Local index workflow
NistChemPy no longer ships a prebuilt NIST Chemistry WebBook index. The local index is a user-generated cache that helps with broad compound discovery, property-availability filtering, and local search.
The local index is not an official NIST product and is not covered by the NistChemPy software license. It is a local artifact created by the user from NIST Chemistry WebBook pages.
What the index contains
A completed local index is a CSV table, usually named index.csv. It contains
compound identifiers, basic metadata, structure-file links, and WebBook section
availability URLs. Typical columns include:
IDnamesynonymsformulamol_weightinchiinchi_keycas_rnmol2Dandmol3Dsection columns such as
Mass spectrum (electron ionization)andGas Chromatography
The tiny example_index.csv fixture used in the documentation has the same
kind of column layout, but it is not a replacement for a locally generated
index.
Where the index is stored
By default, NistChemPy stores the local index in the platform-specific user
cache directory under nistchempy/webbook-index. The exact path depends on
the operating system.
Print the resolved default path with:
nistchempy index path
The same path is available from Python:
import nistchempy as nist
nist.WebBookIndex.default_path()
Use --path to build or read an index at a project-local location:
nistchempy index build --path ./webbook-index --accept-data-terms
nistchempy index search benzene --path ./webbook-index
Project-local index directories should normally be added to .gitignore.

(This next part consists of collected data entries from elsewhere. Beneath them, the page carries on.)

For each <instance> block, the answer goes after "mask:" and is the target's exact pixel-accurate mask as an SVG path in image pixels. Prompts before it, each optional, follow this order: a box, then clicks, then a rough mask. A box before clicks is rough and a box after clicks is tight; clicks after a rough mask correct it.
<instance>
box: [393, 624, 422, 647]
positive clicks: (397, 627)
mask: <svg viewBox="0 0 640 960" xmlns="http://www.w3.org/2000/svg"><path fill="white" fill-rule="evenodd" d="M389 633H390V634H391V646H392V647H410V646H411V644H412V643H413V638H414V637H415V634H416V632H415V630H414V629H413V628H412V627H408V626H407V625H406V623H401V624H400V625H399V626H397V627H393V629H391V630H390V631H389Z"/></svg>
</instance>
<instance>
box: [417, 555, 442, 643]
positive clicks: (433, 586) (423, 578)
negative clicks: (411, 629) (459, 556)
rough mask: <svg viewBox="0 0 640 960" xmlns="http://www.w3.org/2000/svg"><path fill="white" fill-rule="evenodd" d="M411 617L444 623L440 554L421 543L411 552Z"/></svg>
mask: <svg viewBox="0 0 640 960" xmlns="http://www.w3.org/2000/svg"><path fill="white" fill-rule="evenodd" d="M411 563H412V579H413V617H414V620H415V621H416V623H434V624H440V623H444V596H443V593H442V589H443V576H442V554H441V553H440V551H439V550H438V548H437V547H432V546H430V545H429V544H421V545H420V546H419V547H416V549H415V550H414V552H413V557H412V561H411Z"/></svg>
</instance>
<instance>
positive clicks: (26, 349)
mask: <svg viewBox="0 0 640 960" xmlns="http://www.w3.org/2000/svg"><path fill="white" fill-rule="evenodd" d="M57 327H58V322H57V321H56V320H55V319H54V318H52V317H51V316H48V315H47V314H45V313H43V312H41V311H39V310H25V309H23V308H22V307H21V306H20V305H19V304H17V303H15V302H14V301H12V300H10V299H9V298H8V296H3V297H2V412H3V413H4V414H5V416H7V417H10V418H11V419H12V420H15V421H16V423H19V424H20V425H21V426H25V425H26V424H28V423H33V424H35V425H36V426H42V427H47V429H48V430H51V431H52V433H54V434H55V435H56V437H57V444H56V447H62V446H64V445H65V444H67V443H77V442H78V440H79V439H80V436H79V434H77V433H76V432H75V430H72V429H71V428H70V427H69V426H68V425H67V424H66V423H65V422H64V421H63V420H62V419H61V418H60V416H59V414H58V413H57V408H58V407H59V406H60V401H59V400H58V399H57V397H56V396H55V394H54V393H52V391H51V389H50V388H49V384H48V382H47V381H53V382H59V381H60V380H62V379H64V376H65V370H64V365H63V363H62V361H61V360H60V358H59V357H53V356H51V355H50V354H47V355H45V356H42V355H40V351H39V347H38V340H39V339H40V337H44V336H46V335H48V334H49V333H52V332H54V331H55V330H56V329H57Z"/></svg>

Do not commit generated full indexes, raw page caches, or other large
WebBook-derived artifacts to public repositories.
How to check status
Use the status command if you built an index earlier and forgot where it is, or if you want to check whether a build completed:
nistchempy index status
nistchempy index status --path ./webbook-index
How the index is formed
A full local-index build has two conceptual stages:
discovery strategy -> seeds.csv -> compound-page enrichment -> index.csv
The discovery stage finds candidate WebBook compounds and writes
seeds.csv. The enrichment stage visits compound pages and extracts metadata,
structure links, and section availability URLs into index.csv.
Supported discovery strategies are:
formula-browserTraverses the WebBook formula browser and is the default general-purpose strategy.
sitemapReads WebBook sitemap files when available. It is useful as an audit or supplementary source.
formula-searchUses bounded formula-search subdivision. This strategy requires explicit formula bounds and records unresolved query regions for later inspection.
Build the default index with:
nistchempy index build --accept-data-terms
Warning
A full section-availability index can require visiting one WebBook page per compound.
With a polite 3 second delay and roughly 100,000-150,000 pages, an initial rebuild can take about 3.5-5+ days before retries and network overhead.
Use --path for an explicit cache location and rerun the command to
resume interrupted enrichment work.
Importing an existing local CSV
If you already have a local index CSV, import it into the cache layout:
nistchempy index build \
--from-csv /path/to/index.csv \
--path ./webbook-index \
--accept-data-terms
This does not make the CSV redistributable. It only records it as a local user artifact in NistChemPy’s current cache layout.
Using the index from Python
import nistchempy as nist
index = nist.get_local_index('./webbook-index')
index.search('benzene')
index.available_properties('C71432')
Local text and availability search
The local index supports text search over metadata columns and filtering by available WebBook sections:
index.search('benzene')
index.filter(has_sections='Mass spectrum (electron ionization)')
index.available_properties('C71432')
Local structural search
If RDKit is installed, the local index can also perform lightweight structural
screening using the indexed inchi and inchi_key columns:
index.structural_search(smiles='c1ccccc1', mode='exact')
index.structural_search(smiles='CCO', mode='substructure')
index.structural_search(smiles='CCO', mode='similarity')
This is a linear scan over the local index, not a persistent fingerprint
database. It is useful for small and medium local indexes and exploratory work.
For authoritative online structural search, use nist.run_structural_search.